The main content should be inside a <main> tag or an element with role=main, and there should only be one per page. This node is the one that contains all the page content to be indexed. Example:

<html>
   <head>
      ...
   </head>
   <body>
      <div>
         This content isn't processed
      </div>

      <div role="main">
         All content inside the main node is processed
      </div>

      <footer>
         This content isn't processed
      </footer>
   </body>
</html>

If a main node isn’t found, we try to infer the main node from the parent of the first section with a h1 tag. Example:

<html>
   <head>
      ...
   </head>
   <body>
      <div>
         This content isn't processed
      </div>

      <div id="parent">
         <h1>First title</h1>
         <p>
            The parent of the h1 title will
            be taken as the main node,
            this is the div tag.
         </p>

         <h2>Second title</h2>
         <p>More content</p>
      </div>
   </body>
</html>

If a section title isn’t found, we default to the body tag. Example:

<html>
   <head>
      ...
   </head>
   <body>
      <p>Content</p>
   </body>
</html>

Irrelevant content

If you have content inside the main node that isn’t relevant to the page (like navigation items, menus, or search box), make sure to use the correct role or tag for it.

Roles to be ignored:

  • navigation

  • search

Tags to be ignored:

  • nav

Example:

<div role="main">
   ...
   <nav role="navigation">
      ...
   </nav>
   ...
</div>

Sections

Sections are composed of a title, and a content. A section title can be a h tag, or a header tag containing a h tag, the h tag or its parent can contain an id attribute, which will be used to link to the section.
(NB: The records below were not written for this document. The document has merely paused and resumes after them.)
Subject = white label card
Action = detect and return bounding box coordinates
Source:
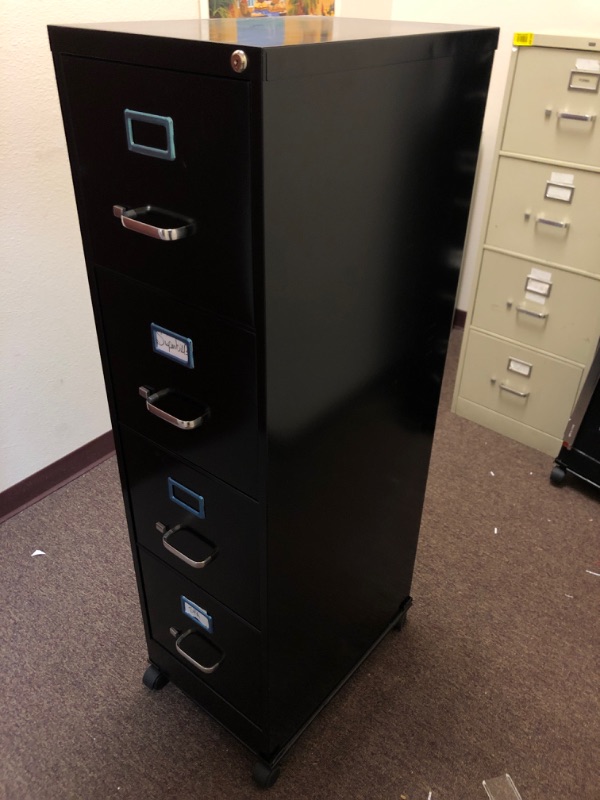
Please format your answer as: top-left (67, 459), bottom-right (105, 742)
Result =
top-left (150, 322), bottom-right (194, 369)
top-left (508, 358), bottom-right (532, 378)
top-left (525, 275), bottom-right (552, 297)
top-left (575, 58), bottom-right (600, 72)
top-left (528, 267), bottom-right (552, 283)
top-left (550, 172), bottom-right (575, 186)
top-left (525, 292), bottom-right (546, 306)
top-left (544, 183), bottom-right (575, 203)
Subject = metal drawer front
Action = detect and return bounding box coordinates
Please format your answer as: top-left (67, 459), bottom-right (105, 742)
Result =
top-left (502, 47), bottom-right (600, 167)
top-left (63, 57), bottom-right (253, 323)
top-left (486, 157), bottom-right (600, 274)
top-left (472, 250), bottom-right (600, 364)
top-left (140, 549), bottom-right (261, 724)
top-left (121, 429), bottom-right (260, 627)
top-left (461, 331), bottom-right (583, 437)
top-left (97, 269), bottom-right (258, 496)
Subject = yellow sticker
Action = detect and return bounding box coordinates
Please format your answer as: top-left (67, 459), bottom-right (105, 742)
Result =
top-left (513, 33), bottom-right (533, 47)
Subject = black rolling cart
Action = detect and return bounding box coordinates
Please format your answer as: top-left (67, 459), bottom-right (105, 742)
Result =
top-left (50, 17), bottom-right (498, 786)
top-left (550, 344), bottom-right (600, 487)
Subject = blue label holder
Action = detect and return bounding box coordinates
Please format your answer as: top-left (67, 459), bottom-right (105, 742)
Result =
top-left (167, 478), bottom-right (205, 519)
top-left (181, 595), bottom-right (213, 633)
top-left (150, 322), bottom-right (194, 369)
top-left (124, 108), bottom-right (175, 161)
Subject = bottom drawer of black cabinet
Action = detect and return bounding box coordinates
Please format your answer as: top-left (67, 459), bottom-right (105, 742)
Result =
top-left (139, 547), bottom-right (261, 725)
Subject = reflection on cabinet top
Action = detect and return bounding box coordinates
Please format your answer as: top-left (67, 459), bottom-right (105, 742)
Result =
top-left (49, 16), bottom-right (498, 81)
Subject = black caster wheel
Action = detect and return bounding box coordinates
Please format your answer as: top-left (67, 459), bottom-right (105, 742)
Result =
top-left (252, 761), bottom-right (281, 789)
top-left (142, 664), bottom-right (169, 692)
top-left (550, 464), bottom-right (567, 486)
top-left (394, 614), bottom-right (407, 631)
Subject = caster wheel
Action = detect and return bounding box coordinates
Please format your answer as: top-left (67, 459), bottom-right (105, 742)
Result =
top-left (142, 664), bottom-right (169, 692)
top-left (394, 614), bottom-right (407, 631)
top-left (550, 464), bottom-right (567, 486)
top-left (252, 761), bottom-right (281, 789)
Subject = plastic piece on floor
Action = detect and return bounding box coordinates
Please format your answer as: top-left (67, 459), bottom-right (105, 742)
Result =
top-left (483, 773), bottom-right (523, 800)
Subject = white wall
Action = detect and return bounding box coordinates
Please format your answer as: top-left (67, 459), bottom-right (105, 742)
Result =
top-left (0, 0), bottom-right (198, 492)
top-left (0, 0), bottom-right (600, 492)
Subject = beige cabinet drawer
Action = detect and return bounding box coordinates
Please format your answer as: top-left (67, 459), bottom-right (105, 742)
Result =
top-left (460, 330), bottom-right (583, 437)
top-left (486, 157), bottom-right (600, 274)
top-left (502, 47), bottom-right (600, 167)
top-left (471, 250), bottom-right (600, 364)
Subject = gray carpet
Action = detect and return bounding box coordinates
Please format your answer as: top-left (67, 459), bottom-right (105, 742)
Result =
top-left (0, 333), bottom-right (600, 800)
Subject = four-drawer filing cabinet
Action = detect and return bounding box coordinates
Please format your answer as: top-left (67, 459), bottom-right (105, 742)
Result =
top-left (453, 34), bottom-right (600, 455)
top-left (50, 17), bottom-right (497, 785)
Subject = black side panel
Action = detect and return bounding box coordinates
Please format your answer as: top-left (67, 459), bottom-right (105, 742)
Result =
top-left (264, 53), bottom-right (492, 749)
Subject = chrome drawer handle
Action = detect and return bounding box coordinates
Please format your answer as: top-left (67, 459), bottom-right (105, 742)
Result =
top-left (113, 206), bottom-right (196, 242)
top-left (156, 522), bottom-right (217, 569)
top-left (556, 111), bottom-right (596, 122)
top-left (517, 306), bottom-right (550, 319)
top-left (535, 217), bottom-right (571, 230)
top-left (175, 629), bottom-right (225, 675)
top-left (138, 386), bottom-right (210, 431)
top-left (500, 383), bottom-right (529, 397)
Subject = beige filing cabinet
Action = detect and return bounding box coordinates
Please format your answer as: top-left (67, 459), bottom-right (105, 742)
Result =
top-left (453, 34), bottom-right (600, 456)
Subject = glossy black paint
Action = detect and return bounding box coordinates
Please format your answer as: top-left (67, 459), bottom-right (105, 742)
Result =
top-left (58, 57), bottom-right (253, 324)
top-left (96, 269), bottom-right (258, 496)
top-left (140, 548), bottom-right (264, 724)
top-left (120, 427), bottom-right (260, 626)
top-left (263, 48), bottom-right (492, 750)
top-left (50, 18), bottom-right (497, 763)
top-left (556, 383), bottom-right (600, 488)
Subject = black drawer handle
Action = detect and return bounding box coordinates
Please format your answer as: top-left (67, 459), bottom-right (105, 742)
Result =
top-left (138, 386), bottom-right (210, 431)
top-left (175, 628), bottom-right (225, 675)
top-left (113, 205), bottom-right (196, 242)
top-left (156, 522), bottom-right (217, 569)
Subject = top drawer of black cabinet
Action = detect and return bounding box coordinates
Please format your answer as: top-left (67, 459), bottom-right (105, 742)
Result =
top-left (62, 56), bottom-right (253, 324)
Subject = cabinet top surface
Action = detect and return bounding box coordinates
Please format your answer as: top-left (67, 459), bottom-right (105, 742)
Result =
top-left (49, 16), bottom-right (495, 48)
top-left (48, 16), bottom-right (498, 81)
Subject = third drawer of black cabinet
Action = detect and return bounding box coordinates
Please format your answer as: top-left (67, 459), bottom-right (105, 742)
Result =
top-left (62, 56), bottom-right (253, 324)
top-left (140, 548), bottom-right (261, 724)
top-left (121, 428), bottom-right (260, 627)
top-left (96, 269), bottom-right (258, 496)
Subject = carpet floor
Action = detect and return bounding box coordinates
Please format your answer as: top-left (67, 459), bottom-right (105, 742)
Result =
top-left (0, 332), bottom-right (600, 800)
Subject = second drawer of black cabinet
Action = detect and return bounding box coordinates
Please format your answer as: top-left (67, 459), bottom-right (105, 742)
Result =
top-left (96, 269), bottom-right (258, 496)
top-left (120, 428), bottom-right (260, 627)
top-left (140, 548), bottom-right (261, 725)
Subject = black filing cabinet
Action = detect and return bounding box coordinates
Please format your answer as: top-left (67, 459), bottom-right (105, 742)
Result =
top-left (49, 17), bottom-right (498, 785)
top-left (550, 343), bottom-right (600, 488)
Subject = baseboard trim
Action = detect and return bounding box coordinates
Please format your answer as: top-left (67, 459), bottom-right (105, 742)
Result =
top-left (0, 431), bottom-right (115, 523)
top-left (452, 308), bottom-right (467, 329)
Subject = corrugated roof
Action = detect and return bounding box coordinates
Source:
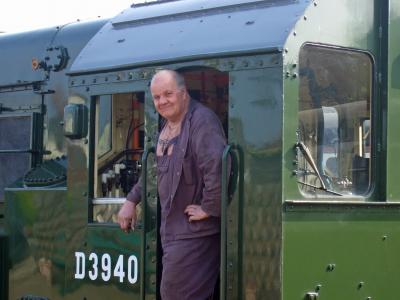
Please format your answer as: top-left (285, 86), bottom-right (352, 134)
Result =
top-left (70, 0), bottom-right (310, 73)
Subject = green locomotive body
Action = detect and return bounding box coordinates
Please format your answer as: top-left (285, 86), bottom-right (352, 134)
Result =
top-left (0, 0), bottom-right (400, 300)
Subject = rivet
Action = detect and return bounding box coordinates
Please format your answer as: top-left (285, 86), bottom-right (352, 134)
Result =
top-left (326, 264), bottom-right (336, 272)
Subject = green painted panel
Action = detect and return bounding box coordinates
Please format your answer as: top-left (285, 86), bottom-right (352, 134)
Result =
top-left (386, 1), bottom-right (400, 201)
top-left (5, 188), bottom-right (68, 299)
top-left (283, 205), bottom-right (400, 300)
top-left (227, 66), bottom-right (283, 299)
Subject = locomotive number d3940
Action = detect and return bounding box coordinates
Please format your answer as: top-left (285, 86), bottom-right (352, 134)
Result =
top-left (74, 252), bottom-right (138, 284)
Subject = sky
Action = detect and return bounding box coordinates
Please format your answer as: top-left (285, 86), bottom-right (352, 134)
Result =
top-left (0, 0), bottom-right (145, 33)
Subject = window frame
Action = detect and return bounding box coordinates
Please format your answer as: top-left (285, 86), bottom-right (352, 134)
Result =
top-left (296, 42), bottom-right (376, 201)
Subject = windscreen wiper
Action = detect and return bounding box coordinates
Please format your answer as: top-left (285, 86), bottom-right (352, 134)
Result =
top-left (296, 142), bottom-right (343, 196)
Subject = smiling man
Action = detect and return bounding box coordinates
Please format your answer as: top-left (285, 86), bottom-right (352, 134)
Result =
top-left (118, 70), bottom-right (226, 300)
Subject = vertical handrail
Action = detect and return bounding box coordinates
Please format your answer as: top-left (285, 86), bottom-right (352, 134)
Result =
top-left (220, 145), bottom-right (244, 300)
top-left (140, 147), bottom-right (155, 300)
top-left (219, 145), bottom-right (232, 300)
top-left (235, 145), bottom-right (244, 299)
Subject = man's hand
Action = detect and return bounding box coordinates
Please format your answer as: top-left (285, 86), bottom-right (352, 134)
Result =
top-left (118, 201), bottom-right (136, 232)
top-left (185, 204), bottom-right (209, 222)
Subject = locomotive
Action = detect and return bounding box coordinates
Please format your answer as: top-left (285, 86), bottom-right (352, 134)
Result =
top-left (0, 0), bottom-right (400, 300)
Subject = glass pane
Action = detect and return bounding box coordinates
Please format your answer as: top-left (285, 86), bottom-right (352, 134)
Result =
top-left (298, 45), bottom-right (372, 195)
top-left (97, 95), bottom-right (112, 157)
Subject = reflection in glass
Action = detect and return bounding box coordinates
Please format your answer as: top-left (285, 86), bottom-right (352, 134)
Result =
top-left (297, 44), bottom-right (372, 196)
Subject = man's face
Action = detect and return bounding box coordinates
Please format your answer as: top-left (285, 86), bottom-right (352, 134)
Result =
top-left (150, 72), bottom-right (187, 122)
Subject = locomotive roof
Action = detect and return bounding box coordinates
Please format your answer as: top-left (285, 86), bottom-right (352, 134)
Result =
top-left (70, 0), bottom-right (310, 74)
top-left (0, 19), bottom-right (106, 86)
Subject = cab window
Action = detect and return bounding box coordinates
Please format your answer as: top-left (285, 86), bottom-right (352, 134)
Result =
top-left (297, 44), bottom-right (373, 197)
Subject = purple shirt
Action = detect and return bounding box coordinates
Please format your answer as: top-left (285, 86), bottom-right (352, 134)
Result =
top-left (127, 100), bottom-right (226, 241)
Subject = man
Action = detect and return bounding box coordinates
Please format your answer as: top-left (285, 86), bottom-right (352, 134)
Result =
top-left (118, 70), bottom-right (226, 300)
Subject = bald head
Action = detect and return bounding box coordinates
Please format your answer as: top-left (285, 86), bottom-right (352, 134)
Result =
top-left (150, 70), bottom-right (190, 123)
top-left (150, 70), bottom-right (186, 90)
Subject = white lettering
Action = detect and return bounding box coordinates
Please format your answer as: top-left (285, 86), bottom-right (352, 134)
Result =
top-left (114, 255), bottom-right (125, 282)
top-left (128, 255), bottom-right (138, 284)
top-left (89, 253), bottom-right (99, 280)
top-left (101, 253), bottom-right (111, 281)
top-left (75, 252), bottom-right (85, 279)
top-left (74, 252), bottom-right (139, 284)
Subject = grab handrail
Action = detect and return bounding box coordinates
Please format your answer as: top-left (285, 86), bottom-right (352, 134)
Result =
top-left (140, 147), bottom-right (155, 300)
top-left (220, 144), bottom-right (244, 300)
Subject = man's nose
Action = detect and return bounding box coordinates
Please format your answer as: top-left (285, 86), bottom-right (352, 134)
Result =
top-left (158, 96), bottom-right (167, 105)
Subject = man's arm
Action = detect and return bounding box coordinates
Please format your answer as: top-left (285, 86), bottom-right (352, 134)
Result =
top-left (185, 111), bottom-right (226, 220)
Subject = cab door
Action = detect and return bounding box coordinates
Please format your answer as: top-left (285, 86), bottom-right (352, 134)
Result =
top-left (64, 78), bottom-right (158, 299)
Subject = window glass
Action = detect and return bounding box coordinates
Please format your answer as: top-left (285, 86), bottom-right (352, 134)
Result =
top-left (297, 44), bottom-right (373, 196)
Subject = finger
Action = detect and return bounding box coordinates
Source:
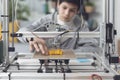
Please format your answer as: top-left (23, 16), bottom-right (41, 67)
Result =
top-left (33, 42), bottom-right (40, 52)
top-left (38, 44), bottom-right (46, 54)
top-left (44, 45), bottom-right (48, 55)
top-left (29, 41), bottom-right (34, 52)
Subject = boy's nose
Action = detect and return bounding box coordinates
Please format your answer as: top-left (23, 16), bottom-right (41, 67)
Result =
top-left (65, 10), bottom-right (70, 17)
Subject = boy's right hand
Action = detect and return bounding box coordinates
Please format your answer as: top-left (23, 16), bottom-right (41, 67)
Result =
top-left (29, 37), bottom-right (48, 55)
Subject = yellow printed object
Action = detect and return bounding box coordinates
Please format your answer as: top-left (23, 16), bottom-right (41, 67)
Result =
top-left (0, 21), bottom-right (18, 42)
top-left (49, 49), bottom-right (63, 55)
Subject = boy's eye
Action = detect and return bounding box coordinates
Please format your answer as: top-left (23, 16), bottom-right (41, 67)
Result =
top-left (70, 9), bottom-right (75, 12)
top-left (63, 7), bottom-right (67, 9)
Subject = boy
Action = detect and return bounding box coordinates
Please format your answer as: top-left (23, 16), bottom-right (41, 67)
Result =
top-left (19, 0), bottom-right (88, 54)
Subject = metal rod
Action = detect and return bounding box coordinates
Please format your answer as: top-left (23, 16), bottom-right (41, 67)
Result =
top-left (2, 0), bottom-right (9, 65)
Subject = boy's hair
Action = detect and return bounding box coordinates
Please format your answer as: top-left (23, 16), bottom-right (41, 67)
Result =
top-left (59, 0), bottom-right (80, 10)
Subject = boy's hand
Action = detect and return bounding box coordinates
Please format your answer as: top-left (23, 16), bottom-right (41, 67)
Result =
top-left (29, 37), bottom-right (48, 55)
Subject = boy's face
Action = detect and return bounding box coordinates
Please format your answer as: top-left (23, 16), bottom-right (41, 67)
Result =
top-left (58, 2), bottom-right (78, 22)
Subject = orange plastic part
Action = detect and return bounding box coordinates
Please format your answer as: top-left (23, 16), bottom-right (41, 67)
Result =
top-left (49, 49), bottom-right (63, 55)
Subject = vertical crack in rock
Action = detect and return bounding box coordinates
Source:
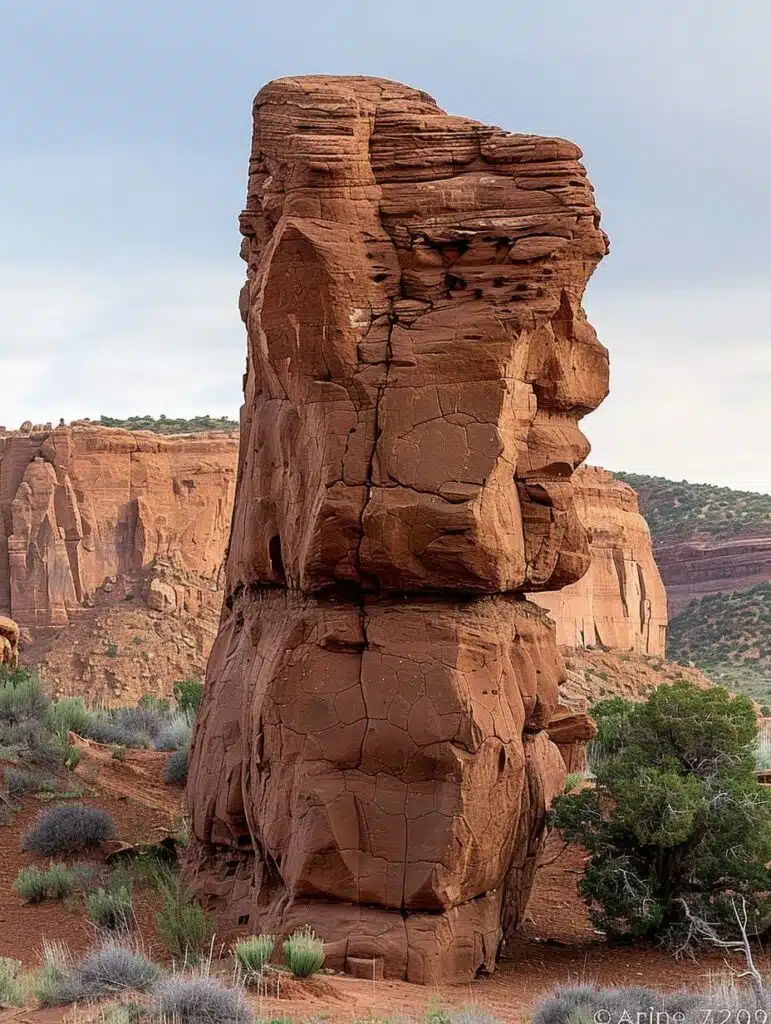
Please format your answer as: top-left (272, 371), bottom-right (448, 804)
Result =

All content below the title, until a new section is found, will be indexed as part of the section content. Example:

<div role="main">
   <h1 id="section-title">
      Section title
   </h1>
   <p>
      Content to be indexed
   </p>
   <ul>
      <li>This is also part of the section and will be indexed as well</li>
   </ul>

   <h2 id="2">
      This is the start of a new section
   </h2>
   <p>
      ...
   </p>

   ...

   <header>
      <h1 id="3">This is also a valid section title</h1>
   </header>
   <p>
      Thi is the content of the third section.
   </p>
</div>

Sections can be contained in up to two nested tags, and can contain other sections (nested sections). Note that the section content still needs to be below the section title. Example:

<div role="main">
   <div class="section">
      <h1 id="section-title">
         Section title
      </h1>
      <p>
         Content to be indexed
      </p>
      <ul>
         <li>This is also part of the section</li>
      </ul>

      <div class="section">
         <div id="nested-section">
            <h2>
               This is the start of a sub-section
            </h2>
            <p>
               With the h tag within two levels
            </p>
         </div>
      </div>
   </div>
</div>

Note

The title of the first section will be the title of the page, falling back to the title tag.

Other special nodes

  • Anchors: If the title of your section contains an anchor, wrap it in a headerlink class, so it won’t be indexed as part of the title.

<h2>
   Section title
   <a class="headerlink" title="Permalink to this headline"></a>
</h2>
  • Code blocks: If a code block contains line numbers, wrap them in a linenos or lineno class, so they won’t be indexed as part of the code.

<table class="highlighttable">
   <tr>
      <td class="linenos">
         <div class="linenodiv">
            <pre>1 2 3</pre>
         </div>
      </td>

      <td class="code">
         <div class="highlight">
            <pre>First line
Second line
Third line</pre>
         </div>
      </td>
   </tr>
</table>

Supporting more themes and static site generators

Currently, Read the Docs supports building documentation from Sphinx and MkDocs. All themes that follow these conventions should work as expected. If you think other generators or other conventions should be supported, or content that should be ignored or have an especial treatment, or if you found an error with our indexing, let us know in our issue tracker.